Writing large Fortran binary files with access=stream

Writing large Fortran binary files with access=stream - fortran

I am having some problems understanding the formatting of binary files that I am writing using Fortran. I use the following subroutine to write binary files to disk:
SUBROUTINE write_field(d,m,outfile)
IMPLICIT NONE
REAL, INTENT(IN) :: d(m,m,m)
INTEGER, INTENT(IN) :: m
CHARACTER(len=256), INTENT(IN) :: outfile
OPEN(7,file=outfile,form='unformatted',access='stream')
WRITE(7) d
CLOSE(7)
END SUBROUTINE write_field
My understanding of the access=stream option was that this would suppress the standard header and footer that comes with a Fortran binary (see Fortran unformatted file format).

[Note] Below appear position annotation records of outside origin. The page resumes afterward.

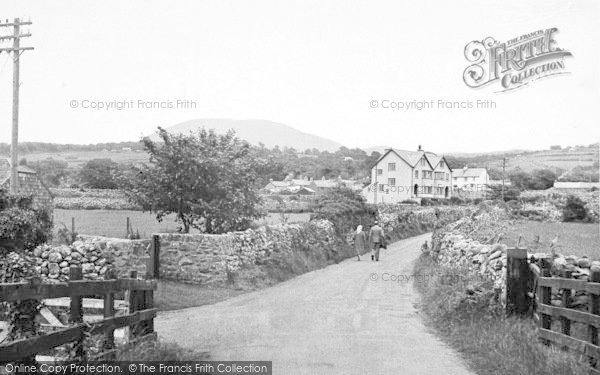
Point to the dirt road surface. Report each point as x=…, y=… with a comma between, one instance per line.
x=348, y=318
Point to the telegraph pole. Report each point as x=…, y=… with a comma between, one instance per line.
x=503, y=178
x=16, y=51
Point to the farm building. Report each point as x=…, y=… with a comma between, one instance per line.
x=565, y=185
x=29, y=184
x=472, y=181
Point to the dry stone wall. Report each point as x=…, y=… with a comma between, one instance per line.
x=472, y=243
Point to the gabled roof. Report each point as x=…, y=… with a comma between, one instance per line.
x=301, y=182
x=413, y=157
x=469, y=172
x=278, y=183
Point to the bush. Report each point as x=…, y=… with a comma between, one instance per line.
x=457, y=200
x=464, y=310
x=345, y=208
x=574, y=210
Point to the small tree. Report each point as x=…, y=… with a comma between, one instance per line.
x=51, y=171
x=99, y=174
x=207, y=180
x=574, y=210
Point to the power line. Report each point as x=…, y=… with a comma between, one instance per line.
x=16, y=51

If I write a file with m=512 then my expectation is that the file should be 4 x 512^3 bytes = 536870912 bytes ~ 513 Mb however they are in fact 8 bytes longer than this, coming in at 536870920 bytes. My guess is that these extra bytes are the 4 byte header and footers, which I had wanted to suppress by using access='stream'.
The situation becomes confusing to me if I write a file with m=1024 then my expectation is that the file should be 4 x 1024^3 bytes = 4294967296 ~ 4.1 Gb however they are in fact 24(!) bytes longer than this, coming in at 4294967320 bytes. I do not understand why there are 24 extra bytes here, which would seem to correspond to 6(!) headers or footers.
My questions are:
(a) Is it possible to get Fortran to write a binary with no headers or footers?

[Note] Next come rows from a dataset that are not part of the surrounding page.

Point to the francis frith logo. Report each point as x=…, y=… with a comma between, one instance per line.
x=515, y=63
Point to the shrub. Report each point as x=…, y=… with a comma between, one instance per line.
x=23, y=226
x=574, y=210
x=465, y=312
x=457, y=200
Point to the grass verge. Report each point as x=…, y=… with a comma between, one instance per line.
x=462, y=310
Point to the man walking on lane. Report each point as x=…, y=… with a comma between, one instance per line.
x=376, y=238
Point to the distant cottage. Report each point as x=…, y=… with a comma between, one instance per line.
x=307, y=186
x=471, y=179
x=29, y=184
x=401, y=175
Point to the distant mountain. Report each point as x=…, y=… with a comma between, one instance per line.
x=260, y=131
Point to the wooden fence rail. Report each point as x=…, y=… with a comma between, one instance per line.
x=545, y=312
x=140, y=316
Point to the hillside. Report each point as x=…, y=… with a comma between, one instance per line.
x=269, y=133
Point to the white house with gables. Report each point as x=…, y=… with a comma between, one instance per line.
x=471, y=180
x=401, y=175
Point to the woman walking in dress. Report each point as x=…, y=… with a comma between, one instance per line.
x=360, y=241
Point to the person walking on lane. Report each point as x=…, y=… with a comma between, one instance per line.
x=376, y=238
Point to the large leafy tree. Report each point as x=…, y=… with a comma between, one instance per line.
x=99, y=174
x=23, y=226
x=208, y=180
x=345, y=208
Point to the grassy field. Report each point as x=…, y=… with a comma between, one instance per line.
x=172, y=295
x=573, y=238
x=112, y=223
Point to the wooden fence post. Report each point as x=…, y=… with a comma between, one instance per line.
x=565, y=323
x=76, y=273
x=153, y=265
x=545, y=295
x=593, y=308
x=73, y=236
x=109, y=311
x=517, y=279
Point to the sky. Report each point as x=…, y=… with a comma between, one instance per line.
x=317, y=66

(b) If the answer to (a) is 'no' then can I ensure that the larger binary has the same header and footer structure as the smaller binary?
(c) If the answers to (a) and (b) are both 'no' then how do I understand where these extra headers and footers are in the file.

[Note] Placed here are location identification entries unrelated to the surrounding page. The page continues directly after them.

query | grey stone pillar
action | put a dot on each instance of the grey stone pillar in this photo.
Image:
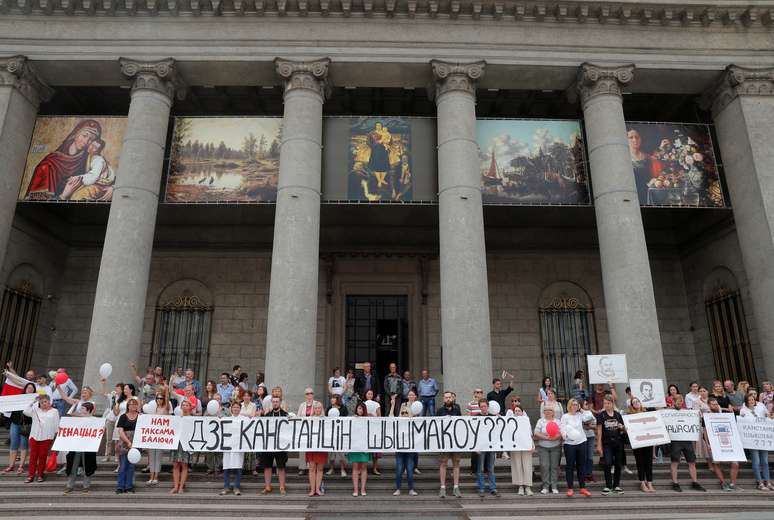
(21, 91)
(630, 305)
(743, 109)
(465, 333)
(293, 291)
(119, 303)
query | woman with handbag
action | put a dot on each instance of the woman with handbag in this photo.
(20, 432)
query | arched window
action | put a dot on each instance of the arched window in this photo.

I am using ifort (version 14.0.2) and I am writing the binary files on a small Linux cluster.
UPDATE: When running the same code with OSx and compiled with gfortran 7.3.0 the binary files come out with the expected sizes, as in they are always 4 x m^3 bytes, even when m=1024. So this problem seems to be related to the older compiler.
UPDATE: In fact, the problem is only present when using ifort 14.0.2 I have updated the text to reflect this.

This problem is solved by adding status='replace' in the Fortran open command. It is not to do with the compiler.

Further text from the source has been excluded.